This tool can be used to download data from the DCAN Labs ABCD-BIDS Collection 3165 that is hosted on the NIMH Data Archive (NDA). This dataset includes ABCD BIDS inputs and derivatives from the abcd-hcp-pipeline, fMRIPrep, and QSIPrep. All files are stored in Amazon Web Services (AWS) Simple Storage Service (S3) buckets and can only be accessed via the NDA API.
Collection 3165 is a massive dataset containing unprocessed BIDS formatted structural, functional, and difusion MRI data as well as processed data (derivatives) from the abcd-hcp-pipeline, fMRIPrep, and QSIPrep. This dataset is roughly 168TB with over 13 million files and is rapidly growing in size as more data is acquired. Due to the unusual suze if this collection the typical method of downloading data from the NDA via nda-tools has proven to be time consuming and prone to failure. As a result we are providing the community with this utility that was inspired by the nda-tools but designed specifically to download data from Collection 3165.
In the past users have been able to download data from any collection they have access to directly from S3 by using the token generator created by the NDA. This method has been deprecated and users are now required to first create a Data Package containing their desired data and then download data from their Packages using the APIs that the NDA created.
We recognize that users often want to download a subset of this collection, whether it be the BIDS input data, the functional data processed with abcd-hcp-pipeline, the diffusion processed with QSIPrep or a more specific subset of data from a particular population of subjects.
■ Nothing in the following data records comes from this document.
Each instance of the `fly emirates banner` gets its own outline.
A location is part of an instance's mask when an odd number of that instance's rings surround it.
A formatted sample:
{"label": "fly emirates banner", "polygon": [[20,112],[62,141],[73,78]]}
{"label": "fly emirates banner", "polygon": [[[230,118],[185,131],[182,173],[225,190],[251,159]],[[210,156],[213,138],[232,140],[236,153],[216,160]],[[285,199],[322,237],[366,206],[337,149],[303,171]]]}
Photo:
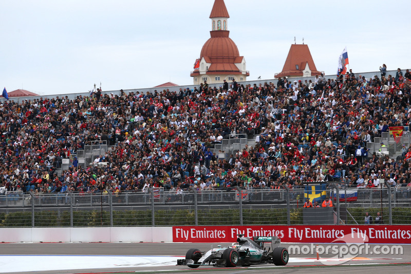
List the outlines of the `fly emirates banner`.
{"label": "fly emirates banner", "polygon": [[409,244],[411,226],[242,226],[173,227],[174,242],[228,243],[238,234],[276,236],[285,243]]}

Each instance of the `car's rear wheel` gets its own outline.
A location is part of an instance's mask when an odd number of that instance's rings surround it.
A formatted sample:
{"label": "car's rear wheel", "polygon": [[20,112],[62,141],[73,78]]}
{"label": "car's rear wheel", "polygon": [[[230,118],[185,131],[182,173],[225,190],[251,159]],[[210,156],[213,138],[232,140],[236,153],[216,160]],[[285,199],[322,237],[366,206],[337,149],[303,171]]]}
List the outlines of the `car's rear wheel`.
{"label": "car's rear wheel", "polygon": [[[192,260],[194,263],[198,262],[198,260],[201,258],[201,251],[197,248],[190,248],[187,253],[185,253],[185,260]],[[191,268],[197,268],[199,265],[191,265],[188,266]]]}
{"label": "car's rear wheel", "polygon": [[273,263],[275,265],[285,265],[289,259],[288,250],[285,247],[276,247],[273,250]]}
{"label": "car's rear wheel", "polygon": [[226,260],[226,266],[227,267],[236,266],[239,258],[237,250],[232,248],[227,248],[222,252],[222,259]]}

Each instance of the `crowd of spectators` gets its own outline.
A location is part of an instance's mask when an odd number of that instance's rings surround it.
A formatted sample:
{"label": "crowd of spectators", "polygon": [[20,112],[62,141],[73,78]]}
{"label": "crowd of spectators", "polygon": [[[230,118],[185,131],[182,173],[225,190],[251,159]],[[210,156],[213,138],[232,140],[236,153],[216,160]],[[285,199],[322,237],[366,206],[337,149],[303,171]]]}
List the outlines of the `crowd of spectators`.
{"label": "crowd of spectators", "polygon": [[[404,148],[403,160],[382,162],[366,149],[388,127],[409,125],[410,79],[408,69],[381,79],[350,70],[314,81],[285,78],[244,85],[233,80],[152,94],[99,89],[74,100],[4,101],[0,194],[277,189],[323,180],[372,187],[378,178],[411,187],[411,148]],[[237,134],[256,136],[255,145],[229,160],[211,150]],[[80,167],[72,157],[69,169],[58,176],[63,158],[98,140],[110,148],[95,163],[107,166]]]}

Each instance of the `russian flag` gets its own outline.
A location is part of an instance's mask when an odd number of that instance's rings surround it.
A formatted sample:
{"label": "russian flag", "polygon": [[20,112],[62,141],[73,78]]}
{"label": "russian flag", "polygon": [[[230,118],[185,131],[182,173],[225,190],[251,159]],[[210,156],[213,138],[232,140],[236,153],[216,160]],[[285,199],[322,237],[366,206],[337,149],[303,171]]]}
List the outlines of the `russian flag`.
{"label": "russian flag", "polygon": [[3,97],[6,98],[6,100],[9,100],[9,95],[7,94],[7,90],[6,90],[6,88],[4,88],[3,89],[3,93],[2,94]]}
{"label": "russian flag", "polygon": [[345,47],[338,58],[337,75],[340,75],[341,74],[345,74],[347,72],[347,65],[349,64],[348,54],[347,53],[347,47]]}
{"label": "russian flag", "polygon": [[[337,191],[334,191],[334,200],[337,199]],[[354,202],[358,199],[358,190],[340,190],[340,202]]]}

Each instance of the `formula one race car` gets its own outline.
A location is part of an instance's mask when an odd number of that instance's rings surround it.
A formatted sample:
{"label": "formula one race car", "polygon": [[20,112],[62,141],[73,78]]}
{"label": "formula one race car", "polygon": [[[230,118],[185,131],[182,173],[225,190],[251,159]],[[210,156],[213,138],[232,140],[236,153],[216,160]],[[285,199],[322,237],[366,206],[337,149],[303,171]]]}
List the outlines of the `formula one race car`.
{"label": "formula one race car", "polygon": [[[200,265],[248,266],[252,264],[274,264],[285,265],[288,263],[288,251],[280,247],[277,237],[255,236],[253,239],[238,235],[237,242],[231,246],[212,248],[207,252],[191,248],[185,254],[185,259],[177,260],[177,265],[186,265],[196,268]],[[265,247],[264,243],[271,243],[271,246]]]}

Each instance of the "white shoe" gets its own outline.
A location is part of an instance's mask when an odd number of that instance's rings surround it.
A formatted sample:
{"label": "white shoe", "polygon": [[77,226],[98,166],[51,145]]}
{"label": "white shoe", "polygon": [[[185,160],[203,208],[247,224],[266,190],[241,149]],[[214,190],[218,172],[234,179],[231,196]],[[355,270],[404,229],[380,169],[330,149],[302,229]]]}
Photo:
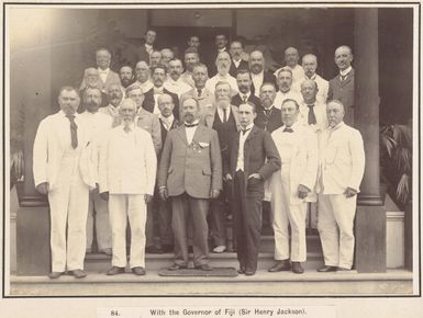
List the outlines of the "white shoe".
{"label": "white shoe", "polygon": [[223,253],[226,250],[225,246],[219,246],[213,249],[213,253]]}

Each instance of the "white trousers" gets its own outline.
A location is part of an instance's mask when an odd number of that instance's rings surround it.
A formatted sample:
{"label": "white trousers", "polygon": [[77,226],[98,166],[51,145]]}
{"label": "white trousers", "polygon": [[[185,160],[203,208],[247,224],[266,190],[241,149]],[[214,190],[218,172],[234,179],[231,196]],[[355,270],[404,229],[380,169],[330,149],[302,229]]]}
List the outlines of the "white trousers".
{"label": "white trousers", "polygon": [[325,265],[352,268],[356,206],[356,195],[319,194],[318,229]]}
{"label": "white trousers", "polygon": [[89,188],[78,162],[78,156],[63,158],[57,185],[48,192],[53,272],[84,270]]}
{"label": "white trousers", "polygon": [[87,248],[91,248],[94,226],[96,211],[96,235],[97,245],[100,251],[112,247],[112,231],[110,229],[108,202],[102,200],[97,190],[89,196],[87,218]]}
{"label": "white trousers", "polygon": [[[307,259],[307,203],[290,204],[289,167],[276,172],[271,182],[270,204],[275,232],[275,260],[290,258],[292,262],[304,262]],[[291,252],[288,226],[291,227]]]}
{"label": "white trousers", "polygon": [[145,268],[145,222],[147,207],[144,194],[110,194],[109,215],[112,229],[112,265],[126,266],[126,224],[131,226],[130,266]]}

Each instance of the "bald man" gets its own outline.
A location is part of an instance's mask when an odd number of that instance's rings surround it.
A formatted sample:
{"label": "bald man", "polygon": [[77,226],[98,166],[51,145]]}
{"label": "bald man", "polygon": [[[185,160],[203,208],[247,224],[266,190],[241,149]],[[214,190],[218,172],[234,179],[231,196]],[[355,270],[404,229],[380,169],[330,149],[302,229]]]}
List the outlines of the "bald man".
{"label": "bald man", "polygon": [[335,50],[335,64],[339,73],[329,81],[327,100],[339,100],[345,107],[345,123],[354,126],[354,68],[353,52],[346,46]]}

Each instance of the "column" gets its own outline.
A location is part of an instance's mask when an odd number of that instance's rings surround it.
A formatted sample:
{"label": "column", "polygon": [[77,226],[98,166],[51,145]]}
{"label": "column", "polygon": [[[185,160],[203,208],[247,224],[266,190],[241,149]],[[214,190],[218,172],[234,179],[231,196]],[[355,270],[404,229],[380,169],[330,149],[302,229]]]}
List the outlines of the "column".
{"label": "column", "polygon": [[365,144],[366,169],[357,202],[355,266],[386,272],[386,208],[379,190],[378,9],[355,9],[355,126]]}

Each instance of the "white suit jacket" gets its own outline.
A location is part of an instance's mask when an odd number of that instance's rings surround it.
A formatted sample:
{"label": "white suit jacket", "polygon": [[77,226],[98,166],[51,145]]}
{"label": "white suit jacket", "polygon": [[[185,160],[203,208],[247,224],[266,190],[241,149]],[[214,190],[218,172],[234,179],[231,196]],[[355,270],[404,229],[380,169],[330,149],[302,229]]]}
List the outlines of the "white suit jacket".
{"label": "white suit jacket", "polygon": [[[285,125],[271,133],[276,148],[278,148],[279,155],[282,155],[282,151],[286,151],[282,147],[282,133]],[[290,204],[300,204],[304,201],[311,201],[307,198],[298,197],[298,186],[300,184],[305,185],[311,191],[314,190],[316,177],[318,177],[318,137],[313,130],[301,125],[301,123],[294,123],[292,125],[293,133],[292,137],[294,138],[294,146],[292,152],[290,154],[290,171],[289,171],[289,181],[290,181]],[[282,163],[283,164],[283,163]],[[281,173],[280,170],[275,173]],[[274,173],[274,175],[275,175]],[[279,182],[275,182],[275,178],[271,180],[270,189],[274,186],[281,186]],[[310,194],[308,195],[310,196]]]}
{"label": "white suit jacket", "polygon": [[361,134],[342,122],[321,134],[320,146],[319,183],[323,194],[342,194],[348,186],[359,191],[365,171]]}
{"label": "white suit jacket", "polygon": [[[96,145],[91,139],[87,124],[79,114],[75,114],[78,126],[79,171],[84,182],[94,189],[98,182],[96,164]],[[62,158],[70,147],[70,122],[63,111],[45,117],[38,126],[34,141],[33,173],[35,186],[48,182],[49,190],[54,190],[60,168]]]}
{"label": "white suit jacket", "polygon": [[111,129],[100,152],[100,193],[152,194],[157,157],[152,136],[135,125],[126,134],[123,125]]}

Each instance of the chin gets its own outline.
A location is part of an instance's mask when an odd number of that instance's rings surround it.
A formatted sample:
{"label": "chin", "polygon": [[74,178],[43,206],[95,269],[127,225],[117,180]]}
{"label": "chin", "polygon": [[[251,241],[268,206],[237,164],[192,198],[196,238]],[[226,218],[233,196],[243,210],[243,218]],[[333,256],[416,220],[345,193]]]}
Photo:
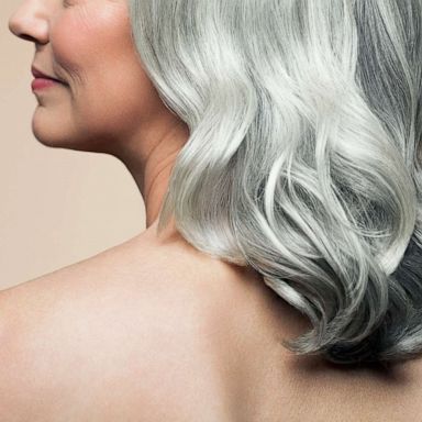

To accommodate we recommend users provide a text file containing a list of data subsets and subjects
To use this downloader you must first have an NDA account and create a package containing the "DCAN Labs ABCD-BIDS MRI pipeline inputs and derivatives" collection from the NDA website:
- Navigate to the NDA websiteand login to your account.
- On the top navigation bar click "Get Data".
- On the side bar click "Data from Labs".
- Search for "DCAN Labs ABCD-BIDS Community Collection (ABCC)" in the Text Search.
- After clicking on the collection title click "Add to Cart" at the bottom.
- It will take a minute to update the "Filter Cart" in the upper right corner. When that is done select "Package/Add to Study".
- By default all data submissions associated with this collections are selected. Alternatively you can select specific submissions to include in your data package.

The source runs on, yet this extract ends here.